Loss history is another issue to address. Loss history should consist of no less than five years of verified loss information. Because property losses occur infrequently or sporadically, additional years of experience offer a better view of the risk. Property loss history should include details on the types of losses, the dates they occurred, the causes of loss, complete details of the losses, amounts paid, and the deductibles that applied. It is also important to determine what the insured did after the loss to prevent similar losses from occurring again in the future. Loss frequency and loss severity are important issues when evaluating overall loss experience.

Complete and accurate loss information is essential to forge the relationship between the agent, the insured, and the insurance company, and is needed to establish and implement an effective and affordable insurance program.

FINANCIAL UNDERWRITING

The named insured's financial condition can lead to moral and morale hazards and issues that can destroy an operation. When continuing operations will result in only continuing losses, the named insured may become desperate or merely inattentive. Either one can result in a significant loss. Remember, if the only party interested in preventing a loss is the insurance company, the potential for loss is very high.

Moral hazard is the situation where the insured or members of the insured’s team take active steps to fraudulently create a loss for gain.

Morale hazards are less obvious than moral hazards, but their effect may be even greater. A morale hazard occurs when the named insured reduces its vigilance in loss prevention and control. There is not an active attempt to cause a loss but there is also no active attempt to prevent it. A business strapped for cash will seek out ways to cut costs. This may result in fewer employees and fewer outside services. This can then lead to deferred maintenance and poor housekeeping. Poor housekeeping in an office could mean dirty carpets and overflowing trash but in a manufacturing plant it means an accumulation of greasy rags, lint and dust accumulation, and haphazard filter cleaning. Major losses can and do occur once an insured is no longer actively concerned about the business continuing.

CUSTOMIZING COVERAGE

The Commercial Output Program is extremely flexible and allows the underwriter to work with the named insured to develop a tailor-made program. Customizing takes time and requires a combination of rating, coverages, and underwriting to develop a coverage program “just right.” However, the time is well spent when it establishes a long-term relationship that benefits the named insured, the agent, and the insurance company.

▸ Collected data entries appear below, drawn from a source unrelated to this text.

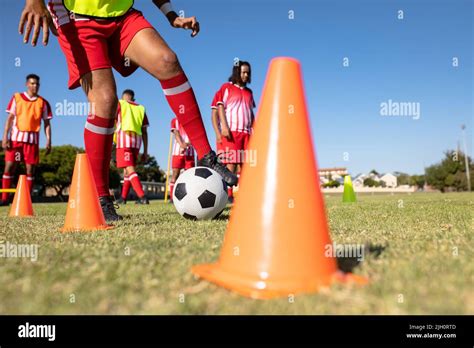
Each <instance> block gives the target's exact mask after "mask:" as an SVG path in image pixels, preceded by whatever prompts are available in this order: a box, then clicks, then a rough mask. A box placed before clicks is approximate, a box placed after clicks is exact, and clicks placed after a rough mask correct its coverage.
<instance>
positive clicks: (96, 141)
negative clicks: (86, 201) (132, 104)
mask: <svg viewBox="0 0 474 348" xmlns="http://www.w3.org/2000/svg"><path fill="white" fill-rule="evenodd" d="M114 122H115V120H114V119H113V118H103V117H99V116H97V115H89V116H88V117H87V121H86V126H85V129H84V143H85V145H86V153H87V157H89V162H90V164H91V168H92V174H93V175H94V180H95V185H96V187H97V192H98V194H99V196H108V195H109V168H110V157H111V153H112V138H113V134H114Z"/></svg>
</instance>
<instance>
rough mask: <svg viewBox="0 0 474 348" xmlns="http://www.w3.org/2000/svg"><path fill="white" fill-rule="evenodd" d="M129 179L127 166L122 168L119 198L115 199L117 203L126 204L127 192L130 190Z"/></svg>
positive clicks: (129, 181) (117, 154) (117, 155)
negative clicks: (121, 179)
mask: <svg viewBox="0 0 474 348" xmlns="http://www.w3.org/2000/svg"><path fill="white" fill-rule="evenodd" d="M118 150H119V149H117V156H119V155H118ZM130 187H131V184H130V179H129V178H128V170H127V168H126V167H125V168H123V186H122V193H121V194H120V198H119V199H118V200H117V203H119V204H127V197H128V193H129V192H130Z"/></svg>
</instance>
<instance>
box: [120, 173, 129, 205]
mask: <svg viewBox="0 0 474 348" xmlns="http://www.w3.org/2000/svg"><path fill="white" fill-rule="evenodd" d="M130 185H131V184H130V179H129V177H128V175H124V176H123V186H122V199H123V200H124V201H126V200H127V196H128V191H130Z"/></svg>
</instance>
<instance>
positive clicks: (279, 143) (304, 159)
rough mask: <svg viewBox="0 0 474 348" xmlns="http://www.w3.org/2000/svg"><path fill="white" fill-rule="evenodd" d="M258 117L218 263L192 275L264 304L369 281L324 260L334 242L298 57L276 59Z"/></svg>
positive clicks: (200, 267) (195, 271) (332, 263)
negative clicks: (292, 294) (331, 285)
mask: <svg viewBox="0 0 474 348" xmlns="http://www.w3.org/2000/svg"><path fill="white" fill-rule="evenodd" d="M256 120H257V121H256V125H255V131H254V134H253V136H252V137H251V139H250V143H249V148H248V151H249V153H251V152H252V151H253V152H254V153H255V155H258V156H257V157H256V158H257V160H256V165H255V166H252V165H250V164H249V163H246V164H245V165H244V168H243V171H242V175H241V177H240V190H239V195H238V196H237V197H236V200H235V203H234V207H233V209H232V212H231V215H230V221H229V224H228V226H227V231H226V235H225V239H224V244H223V247H222V250H221V255H220V258H219V261H218V262H217V263H216V264H206V265H198V266H195V267H193V268H192V272H193V273H194V274H195V275H197V276H199V277H202V278H204V279H207V280H209V281H211V282H214V283H216V284H218V285H221V286H223V287H225V288H228V289H230V290H233V291H235V292H238V293H240V294H242V295H245V296H249V297H252V298H262V299H263V298H272V297H278V296H289V295H290V294H296V293H304V292H312V291H317V290H318V289H319V288H321V287H324V286H328V285H330V284H331V283H332V282H333V281H335V280H339V281H346V280H349V279H354V280H356V281H360V282H364V281H365V280H364V278H362V277H351V276H350V275H344V274H342V273H341V272H340V271H339V270H338V268H337V262H336V259H335V258H333V257H332V256H331V257H326V256H325V248H327V246H329V245H331V244H332V243H331V239H330V237H329V231H328V225H327V221H326V215H325V208H324V202H323V198H322V195H321V191H320V188H319V177H318V170H317V165H316V160H315V154H314V151H313V143H312V138H311V133H310V124H309V119H308V112H307V109H306V102H305V97H304V91H303V82H302V77H301V71H300V64H299V62H298V61H297V60H295V59H292V58H275V59H273V60H272V61H271V63H270V68H269V71H268V74H267V78H266V82H265V86H264V89H263V95H262V99H261V104H260V107H259V110H258V116H257V117H256ZM254 157H255V156H254ZM296 168H297V169H298V170H296Z"/></svg>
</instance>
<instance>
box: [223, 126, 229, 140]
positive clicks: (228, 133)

MOVING TO A COMMERCIAL OUTPUT POLICY

It is very important to consider the implications of moving an account from a standard property form to a COP because of the difficulty of moving a customer back to a standard property form. Because the COP is extremely broad, the insurance agent recommending the change must list and explain the reductions in coverage as a result of making such a change. If the agent simply makes the change without providing such an explanation, if an excluded loss occurs that would have been covered under the COP, the agent may be involved with a significant errors and omissions claim.